Os povos indígenas que vivem em áreas costeiras há séculos dependem do mar para sua sobrevivência. Nas águas mais tropicais, eles não só pescaram em barcos tradicionais, mas também se envolveram em atividades de pesca submarina e coleta de conchas, mergulhando da costa ou de barcos. As águas no passado eram abundantes e não havia necessidade de mergulhar profundamente por longos períodos de tempo. Mais recentemente, a situação mudou. A sobrepesca e a destruição de criadouros impossibilitaram o sustento dos povos indígenas. Muitos passaram a mergulhar mais fundo por longos períodos de tempo para trazer para casa uma captura suficiente. Como a capacidade do ser humano de permanecer debaixo d'água sem algum tipo de apoio é bastante limitada, mergulhadores indígenas em várias partes do mundo começaram a usar compressores para fornecer ar da superfície ou a usar aparelhos autônomos de respiração subaquática (SCUBA) para estender a quantidade de tempo que eles são capazes de permanecer debaixo d'água (tempo de fundo).

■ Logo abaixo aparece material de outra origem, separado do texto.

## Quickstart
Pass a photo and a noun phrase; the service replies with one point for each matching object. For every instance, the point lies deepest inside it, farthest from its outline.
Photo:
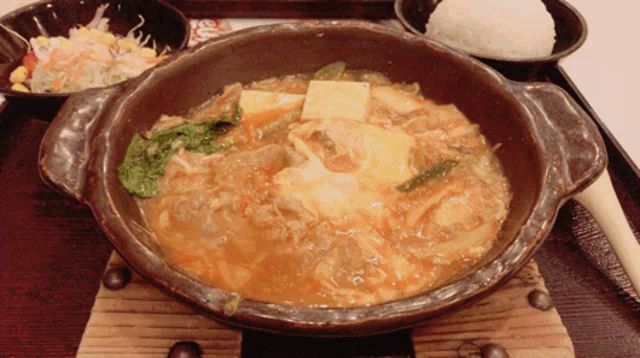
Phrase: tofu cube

No mundo em desenvolvimento, os mergulhadores indígenas são encontrados na América Central e do Sul, no Sudeste Asiático e no Pacífico. Foi estimado pela Universidade da Califórnia em Berkeley, Iniciativa da Rede de Ação Ambiental e Conservação do Oceano (OCEAN) do Departamento de Geografia, que pode haver até 30,000 mergulhadores indígenas trabalhando na América Central, América do Sul e Caribe. (Estima-se que os índios Moskito na América Central possam ter uma população de mergulhadores de até 450 mergulhadores.) Pesquisadores do Divers Diseases Research Center do Reino Unido estimam que nas Filipinas pode haver entre 15,000 a 20,000 mergulhadores indígenas; na Indonésia, o número ainda não foi determinado, mas pode chegar a 10,000.

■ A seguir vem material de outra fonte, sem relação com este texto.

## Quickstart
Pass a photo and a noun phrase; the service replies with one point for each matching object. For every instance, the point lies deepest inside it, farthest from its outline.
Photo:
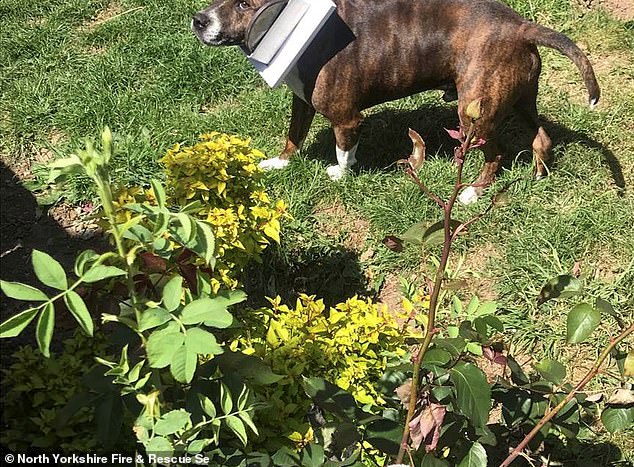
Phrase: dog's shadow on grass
(384, 139)
(332, 273)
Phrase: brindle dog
(373, 51)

No sudeste da Ásia, alguns mergulhadores indígenas usam compressores em barcos com linhas de ar ou mangueiras conectadas aos mergulhadores. Os compressores são normalmente compressores do tipo comercial usados em postos de gasolina ou são compressores recuperados de caminhões grandes e acionados por motores a gasolina ou diesel. As profundidades podem atingir mais de 90 m e os mergulhos podem durar mais de 2 horas. Mergulhadores indígenas trabalham na coleta de peixes e mariscos para consumo humano, peixes de aquário, conchas para o turismo, ostras perlíferas e, em certas épocas do ano, pepinos-do-mar. Suas técnicas de pesca incluem o uso de armadilhas para peixes subaquáticos, pesca subaquática e bater duas pedras juntas para conduzir os peixes para uma corrente descendente da rede. Lagostas, caranguejos e mariscos são colhidos à mão (ver figura 1).

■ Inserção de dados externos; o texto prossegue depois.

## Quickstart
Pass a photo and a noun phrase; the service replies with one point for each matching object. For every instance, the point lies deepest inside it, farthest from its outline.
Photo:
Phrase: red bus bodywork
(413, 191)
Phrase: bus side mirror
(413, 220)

Figura 1. Um mergulhador indígena coletando peixes.
David Ouro
Os indígenas Sea Gypsy Divers da Tailândia
Na Tailândia existem aproximadamente 400 mergulhadores usando compressores e morando na costa oeste. Eles são conhecidos como Ciganos do Mar e já foram um povo nômade que se estabeleceu em 12 aldeias permanentes em três províncias. São alfabetizados e quase todos concluíram o ensino obrigatório. Praticamente todos os mergulhadores falam tailandês e a maioria fala sua própria língua, Pasa Chaaw Lee, que é uma língua malaia não escrita.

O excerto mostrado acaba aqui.